The amendment failed in a 85-12 vote, and Mr. Pollard did not vote for his own amendment.

Meanwhile, Delegate Vivian E. Watts, Fairfax County Democrat, yesterday announced the formation of a Reproductive Rights Caucus to protect birth-control use in Virginia.

State Sen. Janet D. Howell, Fairfax County Democrat, has co-founded the caucus, which she said will respond to “threats” made by some conservatives to outlaw birth control.

“We’ve awakened to these threats,” Mrs. Watts said.

Democrats also are proposing the Birth Control Protection Act, which would stipulate that “contraception is not to constitute abortion” and would place contraception outside the realm of the state’s abortion laws.

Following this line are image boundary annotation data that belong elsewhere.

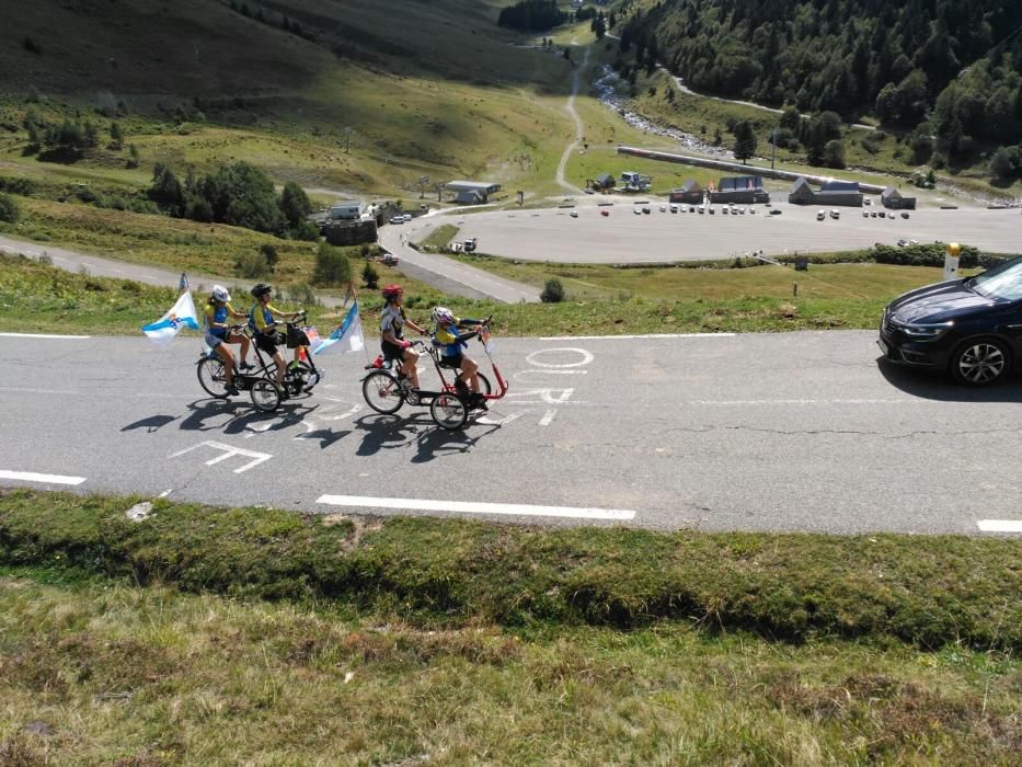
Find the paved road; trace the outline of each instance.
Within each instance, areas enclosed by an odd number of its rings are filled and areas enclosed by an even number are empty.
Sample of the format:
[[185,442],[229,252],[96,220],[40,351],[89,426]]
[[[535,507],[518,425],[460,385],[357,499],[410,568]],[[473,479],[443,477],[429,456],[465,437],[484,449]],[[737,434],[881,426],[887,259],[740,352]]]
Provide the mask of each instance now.
[[418,408],[368,411],[364,357],[325,356],[311,398],[263,415],[207,399],[197,351],[196,337],[161,352],[0,336],[0,482],[658,529],[979,534],[984,519],[1022,520],[1022,388],[881,368],[872,332],[498,339],[510,394],[458,433]]
[[[636,197],[635,199],[639,199]],[[1018,209],[921,209],[910,218],[863,218],[864,208],[842,208],[841,218],[816,220],[817,208],[774,203],[781,215],[756,206],[755,215],[661,213],[634,215],[632,205],[598,208],[593,197],[576,198],[578,218],[566,209],[493,210],[457,219],[460,238],[479,238],[479,250],[493,255],[567,263],[643,263],[724,259],[753,250],[768,255],[870,248],[899,239],[965,242],[999,252],[1022,252]],[[609,210],[608,217],[600,209]],[[441,219],[432,219],[436,224]],[[425,233],[423,234],[425,236]]]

A House committee yesterday killed legislation that would have allowed the state to purchase inexpensive prescription drugs from Canada.

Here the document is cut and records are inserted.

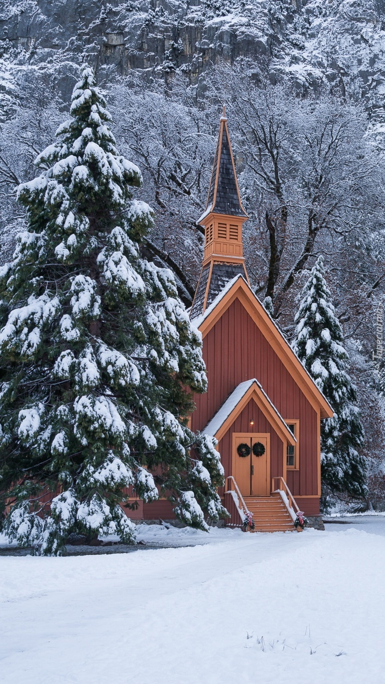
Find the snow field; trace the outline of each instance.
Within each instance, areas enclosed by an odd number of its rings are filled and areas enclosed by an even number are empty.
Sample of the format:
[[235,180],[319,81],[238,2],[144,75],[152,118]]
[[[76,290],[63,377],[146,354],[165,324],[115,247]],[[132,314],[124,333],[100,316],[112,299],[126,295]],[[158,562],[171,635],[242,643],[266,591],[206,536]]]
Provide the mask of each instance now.
[[357,529],[211,538],[1,557],[0,681],[384,681],[385,538]]

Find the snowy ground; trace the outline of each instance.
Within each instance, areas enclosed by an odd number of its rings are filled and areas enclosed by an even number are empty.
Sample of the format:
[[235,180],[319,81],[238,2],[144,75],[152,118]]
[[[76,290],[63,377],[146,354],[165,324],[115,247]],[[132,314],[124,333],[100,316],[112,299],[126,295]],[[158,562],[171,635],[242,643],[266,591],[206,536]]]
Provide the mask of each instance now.
[[209,543],[1,557],[0,681],[382,684],[385,518],[371,524],[154,527],[152,540]]

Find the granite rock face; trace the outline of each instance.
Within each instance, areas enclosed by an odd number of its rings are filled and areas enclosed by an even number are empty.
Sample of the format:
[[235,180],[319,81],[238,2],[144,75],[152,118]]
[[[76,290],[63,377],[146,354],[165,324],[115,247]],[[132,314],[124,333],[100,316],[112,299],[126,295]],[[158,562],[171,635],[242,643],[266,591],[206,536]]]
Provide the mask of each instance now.
[[16,96],[26,71],[39,69],[67,98],[83,61],[101,82],[132,70],[167,81],[180,70],[202,85],[213,64],[245,57],[299,89],[338,88],[381,125],[384,29],[384,0],[5,0],[0,93]]

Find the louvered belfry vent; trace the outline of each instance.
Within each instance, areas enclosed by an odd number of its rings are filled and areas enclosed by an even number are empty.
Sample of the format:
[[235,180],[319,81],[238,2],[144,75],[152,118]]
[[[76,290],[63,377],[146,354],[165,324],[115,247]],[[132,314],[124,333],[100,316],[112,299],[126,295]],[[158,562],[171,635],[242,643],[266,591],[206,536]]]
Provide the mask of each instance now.
[[205,229],[204,257],[191,318],[203,313],[235,276],[241,274],[248,280],[242,244],[242,225],[247,218],[224,107],[206,209],[197,222]]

Delegate Richard H. Black’s proposal would have applied only to state-sponsored medical programs, including those for state employees and retirees.

Mr. Black, Loudoun County Republican, estimated the program would save Virginia about $90 million a year.

But the federal Food and Drug Administration has fought the importation of drugs from Canada, saying it can’t vouch for their safety. The U.S. pharmaceutical industry also cites safety concerns.

Legislators on the House Health, Welfare and Institutions Committee overwhelmingly agreed.

A conservative state senator yesterday withdrew his support for a bill that would extend health benefits to homosexual domestic partners.

Sen. Kenneth T. Cuccinelli, Fairfax County Republican, said he believes homosexuality is wrong, and he “didn’t want to encourage this type of behavior in law, which is what this in effect would be doing.”

“I didn’t fully appreciate the expansiveness of it,” said Mr. Cuccinelli.

The legislation, sponsored by Delegate James H. Dillard, Fairfax County Republican, seeks to allow private insurance companies in Virginia to offer health benefits to homosexual partners, unmarried heterosexual partners, siblings, parents and other individuals, if they live in the same home as the insured.

Virginia law currently restricts group policy coverage to spouses and dependent children.

Mr. Dillard said the Virginia Log Cabin Republicans asked him to sponsor the bill, which failed to move out of committee last year. He indicated that Mr. Cuccinelli was aware of the broad implications of the bill when he signed on, and he had not been informed by yesterday afternoon that Mr. Cuccinelli was withdrawing his support.

Mark C. Christie, counsel to the speaker of the Virginia House of Delegates, was unanimously elected yesterday by the legislature to a six-year term as a State Corporation Commission judge.

Mr. Christie, 50, will succeed Judge Hullihen W. Moore, who is retiring Jan. 31 after 12 years on the busy three-member panel.

The State Corporation Commission regulates public utilities, as well as the insurance and finance industries.

Mr. Christie is an adjunct professor at Virginia Commonwealth University, where he teaches constitutional law and government. He said he will continue teaching after joining the commission.